MEMPHIS, Tenn. (WMC) - The flu season is off to its earliest start in more than a decade.
More than two million cases of the flu have already been reported nationwide.
“We have not even remotely seen the peak of flu season yet,” said Dr. Dale Criner, Saint Francis Healthcare.
Doctors across the Mid-South are keeping busy with no end in sight.
“Starting to see all age groups come. Within the last week, we've seen children under the age of six months and patients from the nursing home with influenza,” said Criner.
Criner says this flu season has been different than years past.
“It never really stopped. We saw cases throughout the summer, previously in June or July. We just didn't see any flu activity. And this year there were a few cases sporadically, so we actually looked at the state database and that was the case across the state where will still had some cases,” said Criner.
The CDC lists Tennessee, Arkansas and Mississippi as states with high levels of flu activity.
The Arkansas Department of Health reports seven deaths so far this flu season.
The CDC estimates more than a thousand flu-related deaths nationwide.
“Some people will have a lower grade temperature, body aches, cough, nausea -- like a bad cold.
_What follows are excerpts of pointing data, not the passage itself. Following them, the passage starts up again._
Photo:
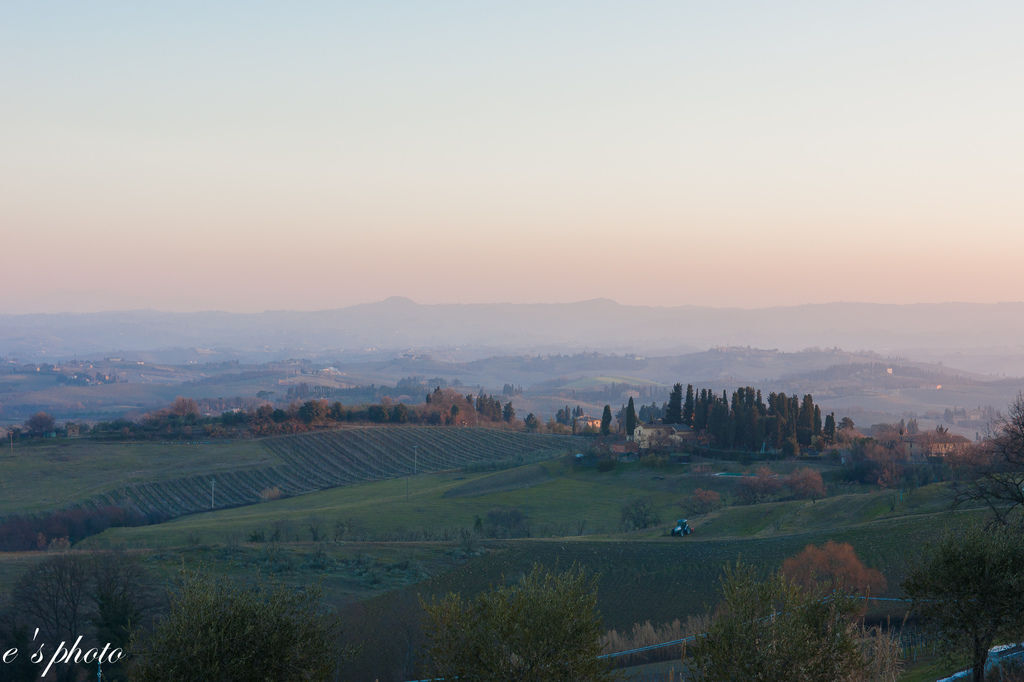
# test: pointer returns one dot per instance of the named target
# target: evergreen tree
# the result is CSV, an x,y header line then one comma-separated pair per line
x,y
674,413
631,418
688,406
829,429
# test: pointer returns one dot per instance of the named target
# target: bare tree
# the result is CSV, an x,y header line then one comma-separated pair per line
x,y
1000,482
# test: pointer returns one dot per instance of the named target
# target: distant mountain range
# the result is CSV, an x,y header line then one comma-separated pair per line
x,y
985,338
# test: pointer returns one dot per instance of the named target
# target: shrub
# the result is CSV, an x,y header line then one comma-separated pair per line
x,y
704,501
546,627
639,513
219,630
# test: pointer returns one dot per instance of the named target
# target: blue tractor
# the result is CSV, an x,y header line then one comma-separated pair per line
x,y
682,528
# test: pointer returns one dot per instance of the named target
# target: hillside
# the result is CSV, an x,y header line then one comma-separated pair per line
x,y
170,479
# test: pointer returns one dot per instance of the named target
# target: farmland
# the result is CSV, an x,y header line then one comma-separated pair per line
x,y
384,516
172,479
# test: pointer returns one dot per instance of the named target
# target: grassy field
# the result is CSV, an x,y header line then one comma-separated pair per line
x,y
55,474
644,574
174,478
381,545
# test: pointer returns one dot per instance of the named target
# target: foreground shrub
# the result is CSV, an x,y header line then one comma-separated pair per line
x,y
544,628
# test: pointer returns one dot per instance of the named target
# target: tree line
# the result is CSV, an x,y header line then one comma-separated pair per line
x,y
745,420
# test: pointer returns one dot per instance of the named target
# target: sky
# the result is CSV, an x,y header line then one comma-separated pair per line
x,y
257,156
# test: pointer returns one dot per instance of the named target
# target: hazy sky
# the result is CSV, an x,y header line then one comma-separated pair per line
x,y
310,155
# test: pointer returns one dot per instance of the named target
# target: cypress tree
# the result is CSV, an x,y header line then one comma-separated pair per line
x,y
631,418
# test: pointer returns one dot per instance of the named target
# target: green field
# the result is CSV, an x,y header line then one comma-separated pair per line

Other people will be literally bed confined that they are so weak that they vomit profusely their fever gets up to 103, 104,” said Criner.
There are different kinds of flu viruses.
The CDC reports that current flu activity is being caused mostly by the influenza B virus.
Which they say is unusual for this time of the year.
“Not too late at all, by any stretch of the imagination to get a flu shot. It's very important to do so. It takes about a week or two weeks to get full immunity,” said Criner.
If you do get the flu, Dr. Criner says the best thing to do is stay hydrated and treat your symptoms.